Providing the background of this initiative, Ballinger mentioned, "We strive to engineer systems that are highly available and fault-tolerant and we expect that most of these monthly updates will recap periods of time where GitHub was >99% available." On the first Wednesday of every month, the Microsoft-owned company will publish a report presenting the availability summary.
This report will not only have a description of incidents but also highlight what is being done to advance GitHub's engineering systems and practices. The real-time updates will continue to be on the status page.
It appears that there is an increasing focus on transparency at GitHub. The organization has also released the public roadmap, which will provide more information about what features GitHub is working on and when it will ship them.
As described in the availability report, there were two incidents each in May and June 2020. In both of these months, one (each month) was related to the MySQL instance. The conversations on Reddit and Hacker News debated whether using Postgres will be beneficial for GitHub. Earlier this year in February, the unexpected database load caused multiple service interruptions for GitHub over eight hours, affecting the main database cluster mysql1.
GitHub has communicated that there will be a continued investigation into the CPU starvation issue and that they will continue to utilize their automated failover systems to reduce recovery time. This Hacker News discussion also sympathized that the incidents were the result of unexpected edge-case and that they would have been very difficult to reproduce outside of production (e.g. overflowing primary key index).

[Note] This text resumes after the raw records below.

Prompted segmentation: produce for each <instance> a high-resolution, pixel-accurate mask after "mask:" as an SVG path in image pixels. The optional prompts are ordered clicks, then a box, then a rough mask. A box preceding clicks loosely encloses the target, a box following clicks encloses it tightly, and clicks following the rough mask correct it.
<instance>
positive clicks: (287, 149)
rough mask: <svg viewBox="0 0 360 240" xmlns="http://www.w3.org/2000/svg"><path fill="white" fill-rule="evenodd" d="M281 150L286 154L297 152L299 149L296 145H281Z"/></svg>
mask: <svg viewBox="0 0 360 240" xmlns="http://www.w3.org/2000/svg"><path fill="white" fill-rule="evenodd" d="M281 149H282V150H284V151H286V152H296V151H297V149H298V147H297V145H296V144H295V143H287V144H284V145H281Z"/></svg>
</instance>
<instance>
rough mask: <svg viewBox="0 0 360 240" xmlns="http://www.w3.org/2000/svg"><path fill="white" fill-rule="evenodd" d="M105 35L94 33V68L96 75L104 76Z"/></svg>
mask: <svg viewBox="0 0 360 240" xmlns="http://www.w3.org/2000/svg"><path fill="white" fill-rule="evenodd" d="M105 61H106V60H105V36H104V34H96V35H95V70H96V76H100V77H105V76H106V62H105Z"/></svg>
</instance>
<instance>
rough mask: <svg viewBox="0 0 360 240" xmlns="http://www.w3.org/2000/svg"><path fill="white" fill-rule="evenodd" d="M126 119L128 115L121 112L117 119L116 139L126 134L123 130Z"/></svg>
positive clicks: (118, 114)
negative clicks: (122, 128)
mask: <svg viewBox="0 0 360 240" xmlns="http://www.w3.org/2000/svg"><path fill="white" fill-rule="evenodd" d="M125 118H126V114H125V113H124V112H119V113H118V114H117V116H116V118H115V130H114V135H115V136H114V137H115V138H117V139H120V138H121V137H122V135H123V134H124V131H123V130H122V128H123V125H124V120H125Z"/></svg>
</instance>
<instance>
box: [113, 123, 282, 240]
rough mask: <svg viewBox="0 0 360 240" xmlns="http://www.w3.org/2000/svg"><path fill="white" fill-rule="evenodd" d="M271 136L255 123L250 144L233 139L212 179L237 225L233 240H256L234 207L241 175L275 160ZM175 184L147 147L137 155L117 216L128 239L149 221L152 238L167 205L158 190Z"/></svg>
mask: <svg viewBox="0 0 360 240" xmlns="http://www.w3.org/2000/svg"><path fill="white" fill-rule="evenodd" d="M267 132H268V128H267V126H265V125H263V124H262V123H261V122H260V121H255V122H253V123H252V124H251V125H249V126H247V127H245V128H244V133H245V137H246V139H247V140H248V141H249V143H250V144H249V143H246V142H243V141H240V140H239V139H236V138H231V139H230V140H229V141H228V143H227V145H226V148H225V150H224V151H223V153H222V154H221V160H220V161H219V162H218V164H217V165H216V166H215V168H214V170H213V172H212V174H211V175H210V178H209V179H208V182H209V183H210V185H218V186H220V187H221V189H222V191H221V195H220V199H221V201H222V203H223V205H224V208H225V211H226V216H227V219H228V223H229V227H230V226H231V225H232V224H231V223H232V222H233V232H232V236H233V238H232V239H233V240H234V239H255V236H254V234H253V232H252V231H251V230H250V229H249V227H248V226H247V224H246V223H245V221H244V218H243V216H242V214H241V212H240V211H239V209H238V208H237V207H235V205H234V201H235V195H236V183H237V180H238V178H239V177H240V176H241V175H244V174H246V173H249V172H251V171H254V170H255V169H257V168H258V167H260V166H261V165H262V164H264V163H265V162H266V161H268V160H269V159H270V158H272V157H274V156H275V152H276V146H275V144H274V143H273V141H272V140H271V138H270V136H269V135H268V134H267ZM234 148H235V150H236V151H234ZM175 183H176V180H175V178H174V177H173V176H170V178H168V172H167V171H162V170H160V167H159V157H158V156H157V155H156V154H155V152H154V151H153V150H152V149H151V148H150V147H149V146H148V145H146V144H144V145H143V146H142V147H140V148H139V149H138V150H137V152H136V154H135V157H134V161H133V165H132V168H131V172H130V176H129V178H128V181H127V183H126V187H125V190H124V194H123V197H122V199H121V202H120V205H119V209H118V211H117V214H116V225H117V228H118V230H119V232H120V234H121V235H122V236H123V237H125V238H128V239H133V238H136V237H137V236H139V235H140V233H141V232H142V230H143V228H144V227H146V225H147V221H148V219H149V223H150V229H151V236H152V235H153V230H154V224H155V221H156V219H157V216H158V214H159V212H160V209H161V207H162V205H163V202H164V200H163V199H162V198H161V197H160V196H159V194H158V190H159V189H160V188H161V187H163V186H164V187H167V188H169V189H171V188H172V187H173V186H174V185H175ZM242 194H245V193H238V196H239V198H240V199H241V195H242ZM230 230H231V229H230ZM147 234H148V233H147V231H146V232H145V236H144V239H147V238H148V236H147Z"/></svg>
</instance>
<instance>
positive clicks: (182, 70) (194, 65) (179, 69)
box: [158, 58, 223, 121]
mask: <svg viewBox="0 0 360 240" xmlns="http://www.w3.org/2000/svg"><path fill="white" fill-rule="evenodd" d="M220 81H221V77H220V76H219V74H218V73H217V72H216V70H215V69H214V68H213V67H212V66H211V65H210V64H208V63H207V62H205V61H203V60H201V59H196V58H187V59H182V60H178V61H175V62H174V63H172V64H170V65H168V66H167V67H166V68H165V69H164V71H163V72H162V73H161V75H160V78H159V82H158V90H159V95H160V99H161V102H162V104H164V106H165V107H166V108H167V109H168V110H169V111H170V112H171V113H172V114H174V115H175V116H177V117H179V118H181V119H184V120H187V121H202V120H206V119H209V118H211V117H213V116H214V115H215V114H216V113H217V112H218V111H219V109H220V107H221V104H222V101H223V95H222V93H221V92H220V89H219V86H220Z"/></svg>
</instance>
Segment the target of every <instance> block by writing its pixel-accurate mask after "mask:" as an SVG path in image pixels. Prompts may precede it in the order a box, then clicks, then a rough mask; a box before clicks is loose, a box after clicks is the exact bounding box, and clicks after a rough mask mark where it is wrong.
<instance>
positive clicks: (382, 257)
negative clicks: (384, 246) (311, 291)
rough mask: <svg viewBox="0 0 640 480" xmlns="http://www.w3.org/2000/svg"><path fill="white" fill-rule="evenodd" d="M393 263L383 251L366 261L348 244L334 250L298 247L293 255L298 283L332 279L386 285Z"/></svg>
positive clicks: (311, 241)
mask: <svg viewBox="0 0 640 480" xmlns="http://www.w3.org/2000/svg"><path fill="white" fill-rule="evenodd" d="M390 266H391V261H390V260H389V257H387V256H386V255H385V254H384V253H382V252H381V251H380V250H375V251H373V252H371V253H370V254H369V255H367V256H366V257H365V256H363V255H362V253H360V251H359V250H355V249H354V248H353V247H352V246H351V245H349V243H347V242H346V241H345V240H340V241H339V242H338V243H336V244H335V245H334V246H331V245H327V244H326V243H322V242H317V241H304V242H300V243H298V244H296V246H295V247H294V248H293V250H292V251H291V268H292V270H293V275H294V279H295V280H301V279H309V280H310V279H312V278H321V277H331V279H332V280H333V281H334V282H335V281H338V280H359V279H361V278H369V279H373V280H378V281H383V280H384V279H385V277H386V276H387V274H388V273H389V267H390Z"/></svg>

Applauding this initiative, twitter handle Micro Services tweeted, "We're happy to see @github publish an availability report. The world has come to rely on GitHub for source code management. It's where we all store our DNA as technology companies [...]."
Following their commitment, GitHub published their availability report for July 2020 here, where Ballinger has described the sequence of events that caused a four and a half-hour outage on July 13th. Occurring at the start of the week, GitHub Issues, Actions, Pages, Packages, and API requests reported "degraded performance" during this outage.